To demonstrate the reliability of our data regarding the frequency-specific activation with optoacoustic stimulation, we analyzed the correlation between the measured BF and the target modulated frequency (LMR) at the optical threshold. Across 12 animals (Fig. 6a), an almost linear mapping from the optical LMR to the acoustic BF of the best activated channel, could be observed. The calculated Pearson correlation analyses for 32 kHz LPR and 50 kHz LPR were significant with a strong positive effect between the BF at threshold and the LMR (p < 0.001, r = 0.958 for 32 kHz; p < 0.001, r = 0.987 for 50 kHz; Fig. 6a).

Figure 6
figure 6

Neural recording results – pooled. (a) A linear mapping was demonstrated between the best frequency (BF) at threshold for the most activated site and the LMR in response to optical stimulation at the umbo (32 kHz LPR and 50 kHz LPR). There was strong positive correlation between the two variables LMR and BF at threshold for 32 kHz LPR (p < 0.001, r = 0.958) and 50 kHz LPR (p < 0.001, r = 0.987). (b) Comparison of the data recorded at the umbo with the two additional stimulation sites (the round window membrane and the otic capsule) at 50 kHz LPR. The correlation between the two variables LMR and BF at threshold was calculated (p < 0.001, r = 0.983 at the round window membrane and p < 0.001, r = 0.994 at the otic capsule) (n = 4). The optical threshold in peak power at the umbo is displayed for 32 kHz LPR in (c) and for 50 kHz LPR in (d). The equivalent levels for acoustic stimulation with pure tones in comparison to optical stimulation with 80 mW, using the same frequency as the LMR, is plotted for the different LMR-LPR combinations in (e). The data demonstrated mean levels between 34.6 dB SPL (10 kHz LMR, 32 kHz LPR) and 47.8 dB SPL (1 kHz LMR, 50 kHz LPR).

The optical thresholds were also determined from the PSTH data. Depending on the auditory sensitivity of each animal we observed some variability in the power threshold levels across the tested LMRs, particularly for the 32 kHz LPR (Fig. 6c,d), suggesting that a higher LPR may be more reliable for future implementation.
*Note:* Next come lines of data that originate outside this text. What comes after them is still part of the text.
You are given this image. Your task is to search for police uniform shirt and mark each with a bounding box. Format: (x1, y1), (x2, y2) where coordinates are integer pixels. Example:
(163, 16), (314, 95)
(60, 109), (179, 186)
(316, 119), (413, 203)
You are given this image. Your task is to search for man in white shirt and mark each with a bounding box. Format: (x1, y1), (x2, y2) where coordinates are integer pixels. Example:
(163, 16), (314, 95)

Additionally, our data demonstrated that laser pulse stimulation with 32 kHz LPR (Fig. 6c) required higher power levels than with 50 kHz LPR (Fig. 6d), suggesting the use of higher LPRs may enable safer levels of stimulation in addition to greater reliability of activation (for acoustic control conditions, see Supplementary Fig. S3).
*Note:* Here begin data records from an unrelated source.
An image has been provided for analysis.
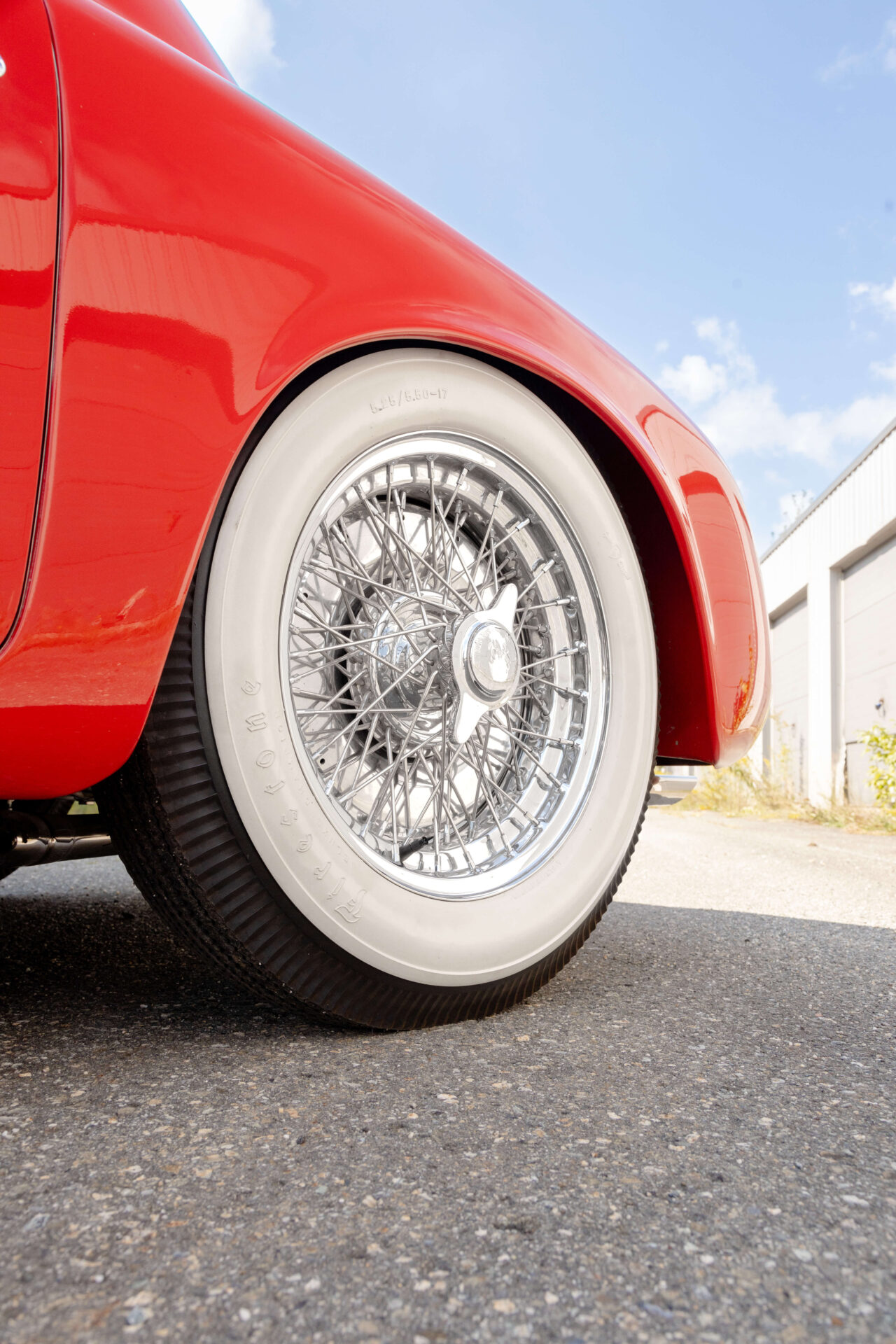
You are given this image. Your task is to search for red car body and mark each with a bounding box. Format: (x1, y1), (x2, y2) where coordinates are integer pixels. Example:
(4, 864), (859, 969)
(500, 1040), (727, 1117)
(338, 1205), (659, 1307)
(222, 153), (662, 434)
(0, 0), (769, 798)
In order to provide an estimate of the acoustic level equivalent for optical stimulation, we analyzed the equivalent acoustic sound pressure level (air conduction) that is comparable to optical stimulation with each LPR-LMR combination at 80 mW (Fig. 6e). The maximal DSR was achieved for 1 kHz LMR and 50 kHz LPR resulting in an acoustic SPL equivalent of 47.8 dB (+−4.7 dB SE).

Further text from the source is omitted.